# Share your favorite Indian cooking websites and dishes



## whole milk (Dec 30, 2008)

In October I got a wonderful book on Indian cooking and ever since I've been looking to supplement what's written with video tutorials, ideas on what goes with what, as well as a place to ask questions but always got frustrated with the millions of hits I'd get during a search.  

I'd love it if people could share places on the web they visit for Indian cooking as well as favorite dishes they recommend trying.  

Cheers,
wm


----------



## radhuni (Dec 31, 2008)

You must try 'Biryani'. Biryani is one of the most popular dishes in India.


----------



## Seven S (Jan 2, 2009)

http://www.sanjeevkapoor.com/


----------



## stinemates (Jan 5, 2009)

Indian Cuisine Recipes, Indian Recipes, South Indian Recipes.

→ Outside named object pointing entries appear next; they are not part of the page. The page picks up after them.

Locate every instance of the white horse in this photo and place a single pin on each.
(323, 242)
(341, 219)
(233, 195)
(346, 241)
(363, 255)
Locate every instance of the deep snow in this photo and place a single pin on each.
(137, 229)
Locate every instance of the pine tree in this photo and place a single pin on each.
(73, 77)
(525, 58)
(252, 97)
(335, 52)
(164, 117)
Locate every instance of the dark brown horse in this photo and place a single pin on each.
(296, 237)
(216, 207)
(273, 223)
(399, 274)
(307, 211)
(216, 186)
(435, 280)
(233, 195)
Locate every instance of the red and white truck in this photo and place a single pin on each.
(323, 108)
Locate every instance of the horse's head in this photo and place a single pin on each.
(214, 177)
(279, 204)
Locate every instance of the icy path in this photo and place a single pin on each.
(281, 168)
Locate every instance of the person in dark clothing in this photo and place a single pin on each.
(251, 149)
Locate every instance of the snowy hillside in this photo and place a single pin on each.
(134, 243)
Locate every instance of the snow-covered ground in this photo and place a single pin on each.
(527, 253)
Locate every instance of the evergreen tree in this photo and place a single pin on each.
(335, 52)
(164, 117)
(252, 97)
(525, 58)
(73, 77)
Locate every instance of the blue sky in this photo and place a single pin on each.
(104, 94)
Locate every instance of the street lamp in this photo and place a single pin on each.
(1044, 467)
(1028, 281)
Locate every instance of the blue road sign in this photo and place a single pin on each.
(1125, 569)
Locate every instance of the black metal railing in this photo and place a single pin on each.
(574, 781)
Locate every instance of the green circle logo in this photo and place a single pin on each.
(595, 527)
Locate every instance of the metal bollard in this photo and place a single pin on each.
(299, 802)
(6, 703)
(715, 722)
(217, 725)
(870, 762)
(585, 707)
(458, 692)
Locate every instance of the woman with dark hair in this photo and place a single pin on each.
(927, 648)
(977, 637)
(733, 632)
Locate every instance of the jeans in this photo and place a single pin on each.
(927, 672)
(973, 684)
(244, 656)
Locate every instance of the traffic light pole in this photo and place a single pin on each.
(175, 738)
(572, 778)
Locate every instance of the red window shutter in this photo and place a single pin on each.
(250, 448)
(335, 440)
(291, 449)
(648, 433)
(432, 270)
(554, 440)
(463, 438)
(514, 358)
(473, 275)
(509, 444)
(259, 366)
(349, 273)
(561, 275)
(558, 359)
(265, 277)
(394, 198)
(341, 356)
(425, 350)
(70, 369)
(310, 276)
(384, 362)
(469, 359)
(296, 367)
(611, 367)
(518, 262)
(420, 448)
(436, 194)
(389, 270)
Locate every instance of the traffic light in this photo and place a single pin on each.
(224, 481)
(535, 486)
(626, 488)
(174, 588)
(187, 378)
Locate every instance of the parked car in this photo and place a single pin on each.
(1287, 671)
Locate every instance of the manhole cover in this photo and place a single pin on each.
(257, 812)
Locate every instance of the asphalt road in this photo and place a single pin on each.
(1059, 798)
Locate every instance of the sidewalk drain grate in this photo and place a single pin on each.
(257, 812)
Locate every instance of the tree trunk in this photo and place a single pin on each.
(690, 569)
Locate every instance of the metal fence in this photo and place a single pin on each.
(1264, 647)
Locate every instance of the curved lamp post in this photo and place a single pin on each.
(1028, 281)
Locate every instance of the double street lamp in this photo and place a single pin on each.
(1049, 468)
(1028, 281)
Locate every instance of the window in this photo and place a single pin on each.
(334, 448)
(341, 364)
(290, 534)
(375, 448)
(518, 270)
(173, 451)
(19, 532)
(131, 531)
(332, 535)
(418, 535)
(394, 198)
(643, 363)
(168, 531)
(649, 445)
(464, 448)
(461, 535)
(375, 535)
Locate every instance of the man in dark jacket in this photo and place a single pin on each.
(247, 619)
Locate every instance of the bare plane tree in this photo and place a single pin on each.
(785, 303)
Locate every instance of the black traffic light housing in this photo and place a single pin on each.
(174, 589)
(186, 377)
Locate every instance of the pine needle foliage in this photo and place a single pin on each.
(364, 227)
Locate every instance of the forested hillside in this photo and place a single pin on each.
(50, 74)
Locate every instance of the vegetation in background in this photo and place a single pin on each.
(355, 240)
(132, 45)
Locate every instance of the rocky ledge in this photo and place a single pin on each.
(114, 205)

Amazing video tutorials. I have followed the Naan, Mughe Makhne, and Chicken Tikka recipes with much success.


----------



## vyapti (Jan 5, 2009)

Manjula's Kitchen | Indian Vegetarian Recipes


----------



## larry_stewart (Jan 5, 2009)

I second 
Manjula's Kitchen | Indian Vegetarian Recipes
I havnt really seen the others ( yet)  But I came across Manjula's Kitchen through another sight and I really enjoyed it.  Each recipe is demonstrated in a video by Manjula.  and are very easy to follow.  Just need to make sure u have all the ingredients.  I just made Chola (Chana Masala) yesterday. And what I also like is that it isnt some professionally made, over edited, over produced , unrealistic video of her cooking, but just manjula in her kitchen doing her thing.  Ill be sure to check the other sites though.
The on thing to be ware of is Indian cooking usually requires many many spices that you probably dont have on hand ( initially).  When I first started, I must have spent over $80 in spices just to make sure I had a full assortment.  The good thing is that by only requiring a teastpoon here, teaspoon there, the spices last a long time.  Just make sure you store them properly.

larry


----------



## larry_stewart (Jan 5, 2009)

Favorite dishes.
Being a vegetarian, some of my favorites are.
Mattar Paneer ( peas with cheese )
Palak Paneer ( spinach with cheese)
Vegetable (Navratan) Korma  kinda of like a mixed vegetables with a creamy sauce

I love all the breads, all the basmati rice variations.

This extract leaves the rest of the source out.